Northern CVP reservoir storage was 4.626 million acre-feet (MAF) as of Memorial Day.  This is a little under 60% of the long-term storage average and about 638,000 acre-feet (AF) lower than it was on this same date last year.  All major federal and State reservoirs are below their 15-year averages (e.g., Trinity – 44%, Shasta – 53%, New Melones – 61%, San Luis (federal) – 65%) for storage.

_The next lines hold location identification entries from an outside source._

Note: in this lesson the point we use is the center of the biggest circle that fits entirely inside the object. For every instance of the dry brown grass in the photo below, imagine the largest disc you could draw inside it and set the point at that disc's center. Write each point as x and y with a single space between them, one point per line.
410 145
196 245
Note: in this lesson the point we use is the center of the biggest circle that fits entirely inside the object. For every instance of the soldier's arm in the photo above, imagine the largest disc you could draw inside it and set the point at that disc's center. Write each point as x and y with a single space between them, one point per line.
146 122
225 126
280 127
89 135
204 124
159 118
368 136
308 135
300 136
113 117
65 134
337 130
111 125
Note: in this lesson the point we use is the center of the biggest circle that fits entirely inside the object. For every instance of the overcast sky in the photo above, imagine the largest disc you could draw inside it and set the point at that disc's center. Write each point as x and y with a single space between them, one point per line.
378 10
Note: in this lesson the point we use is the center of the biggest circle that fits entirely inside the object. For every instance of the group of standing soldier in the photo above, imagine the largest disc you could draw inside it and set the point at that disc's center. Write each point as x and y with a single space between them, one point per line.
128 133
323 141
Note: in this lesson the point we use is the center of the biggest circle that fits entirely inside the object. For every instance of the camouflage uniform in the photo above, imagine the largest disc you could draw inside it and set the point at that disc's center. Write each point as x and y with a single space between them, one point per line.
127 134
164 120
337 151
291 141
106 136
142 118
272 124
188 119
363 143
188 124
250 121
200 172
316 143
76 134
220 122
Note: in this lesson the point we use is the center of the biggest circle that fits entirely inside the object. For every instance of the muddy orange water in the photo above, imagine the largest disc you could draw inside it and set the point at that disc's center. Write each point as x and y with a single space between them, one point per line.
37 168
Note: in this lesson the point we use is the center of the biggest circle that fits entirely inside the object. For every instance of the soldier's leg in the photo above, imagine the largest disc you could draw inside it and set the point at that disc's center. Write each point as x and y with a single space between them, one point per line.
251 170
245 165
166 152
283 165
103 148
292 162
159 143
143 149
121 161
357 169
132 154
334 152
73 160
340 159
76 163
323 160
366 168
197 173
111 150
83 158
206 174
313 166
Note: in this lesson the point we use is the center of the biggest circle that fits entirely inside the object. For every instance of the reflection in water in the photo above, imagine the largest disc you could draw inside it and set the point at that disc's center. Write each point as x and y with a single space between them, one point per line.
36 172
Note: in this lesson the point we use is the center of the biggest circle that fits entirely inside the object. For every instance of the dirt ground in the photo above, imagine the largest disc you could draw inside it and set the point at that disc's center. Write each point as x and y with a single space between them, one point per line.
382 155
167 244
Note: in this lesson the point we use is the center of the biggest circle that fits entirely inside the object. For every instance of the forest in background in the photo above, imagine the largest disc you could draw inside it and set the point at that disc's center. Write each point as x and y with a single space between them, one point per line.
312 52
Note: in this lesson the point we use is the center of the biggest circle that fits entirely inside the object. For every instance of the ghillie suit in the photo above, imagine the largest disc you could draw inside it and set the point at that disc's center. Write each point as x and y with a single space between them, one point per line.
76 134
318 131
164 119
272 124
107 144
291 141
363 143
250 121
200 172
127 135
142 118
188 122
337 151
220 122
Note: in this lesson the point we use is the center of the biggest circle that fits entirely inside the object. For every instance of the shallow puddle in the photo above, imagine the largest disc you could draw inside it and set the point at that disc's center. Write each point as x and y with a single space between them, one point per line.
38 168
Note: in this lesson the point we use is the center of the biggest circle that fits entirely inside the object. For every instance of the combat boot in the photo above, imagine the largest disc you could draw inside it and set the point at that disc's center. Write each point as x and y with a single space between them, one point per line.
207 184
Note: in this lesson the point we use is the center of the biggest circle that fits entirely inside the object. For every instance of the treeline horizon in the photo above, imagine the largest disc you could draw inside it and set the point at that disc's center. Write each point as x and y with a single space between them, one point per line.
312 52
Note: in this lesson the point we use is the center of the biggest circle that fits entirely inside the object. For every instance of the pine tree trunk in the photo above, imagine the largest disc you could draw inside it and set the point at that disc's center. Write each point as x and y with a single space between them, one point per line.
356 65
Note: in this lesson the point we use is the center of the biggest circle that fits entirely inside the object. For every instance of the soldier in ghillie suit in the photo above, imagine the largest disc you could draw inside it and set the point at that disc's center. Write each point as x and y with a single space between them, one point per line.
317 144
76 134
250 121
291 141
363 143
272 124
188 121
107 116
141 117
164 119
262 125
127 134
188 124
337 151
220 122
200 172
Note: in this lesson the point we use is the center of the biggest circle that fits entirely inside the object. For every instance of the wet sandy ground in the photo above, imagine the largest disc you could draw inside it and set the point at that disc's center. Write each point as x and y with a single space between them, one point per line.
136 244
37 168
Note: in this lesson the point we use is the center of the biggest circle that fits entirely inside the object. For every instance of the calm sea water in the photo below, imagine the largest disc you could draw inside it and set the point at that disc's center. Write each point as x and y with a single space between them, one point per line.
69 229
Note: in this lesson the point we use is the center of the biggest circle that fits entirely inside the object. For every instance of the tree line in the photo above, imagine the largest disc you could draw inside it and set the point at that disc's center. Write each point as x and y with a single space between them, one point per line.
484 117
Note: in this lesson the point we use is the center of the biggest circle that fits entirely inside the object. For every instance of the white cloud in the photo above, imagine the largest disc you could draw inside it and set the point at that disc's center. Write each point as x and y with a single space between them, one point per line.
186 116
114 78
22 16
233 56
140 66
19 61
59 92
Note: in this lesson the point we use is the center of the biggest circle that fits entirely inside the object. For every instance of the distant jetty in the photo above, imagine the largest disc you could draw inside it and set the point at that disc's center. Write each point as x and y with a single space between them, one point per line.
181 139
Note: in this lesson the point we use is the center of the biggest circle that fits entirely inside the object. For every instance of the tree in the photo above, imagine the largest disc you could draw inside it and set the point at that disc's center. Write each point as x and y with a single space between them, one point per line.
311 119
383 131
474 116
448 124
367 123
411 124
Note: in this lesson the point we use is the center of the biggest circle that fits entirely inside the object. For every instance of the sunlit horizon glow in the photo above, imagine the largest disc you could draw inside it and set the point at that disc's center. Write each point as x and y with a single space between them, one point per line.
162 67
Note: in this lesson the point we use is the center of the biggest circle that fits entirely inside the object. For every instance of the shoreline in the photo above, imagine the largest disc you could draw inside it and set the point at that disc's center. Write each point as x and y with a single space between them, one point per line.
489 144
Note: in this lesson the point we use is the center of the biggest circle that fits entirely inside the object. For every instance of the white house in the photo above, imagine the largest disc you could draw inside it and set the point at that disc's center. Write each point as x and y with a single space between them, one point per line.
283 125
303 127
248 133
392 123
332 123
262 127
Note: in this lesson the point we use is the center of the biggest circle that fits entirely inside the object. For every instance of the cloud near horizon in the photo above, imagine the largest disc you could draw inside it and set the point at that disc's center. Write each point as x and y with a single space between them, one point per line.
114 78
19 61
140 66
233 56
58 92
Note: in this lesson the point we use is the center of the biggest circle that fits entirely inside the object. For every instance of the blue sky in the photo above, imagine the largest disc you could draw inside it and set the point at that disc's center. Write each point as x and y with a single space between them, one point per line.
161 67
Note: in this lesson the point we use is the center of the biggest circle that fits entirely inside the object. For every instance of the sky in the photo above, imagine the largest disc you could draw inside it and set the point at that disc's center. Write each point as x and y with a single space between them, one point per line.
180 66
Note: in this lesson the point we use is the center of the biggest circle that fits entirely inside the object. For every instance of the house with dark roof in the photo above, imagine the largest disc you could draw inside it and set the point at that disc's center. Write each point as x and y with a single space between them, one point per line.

The notable exception, however, and this year’s anomaly (perhaps even the decade’s), is our redoubtable Folsom Reservoir.   Yesterday’s storage was 865,000 AF, over a half-million AF more than it was on this same date last year.  A quick check confirms that WY cumulative precipitation in the source area inflow watersheds above Folsom wasn’t abnormal; in fact Blue Canyon’s accumulated year-to-date precipitation is 97% of average (the ET/P↓ ratio for May is 272:1).  Clearly, the reservoir did not (and is not) enjoying an overly favorable precipitation season, relative to other noteworthy hydroclimatologic variables.  Moreover, the reservoir is not, and has not been “scrimping” on releases to the lower American River (we’ve been monitoring Nimbus Dam releases daily).  Yesterday, in fact, Folsom Reservoir was releasing 1,819 cfs, only 8% below the 15-year median for Memorial Day; and that has been the case for much of the spring.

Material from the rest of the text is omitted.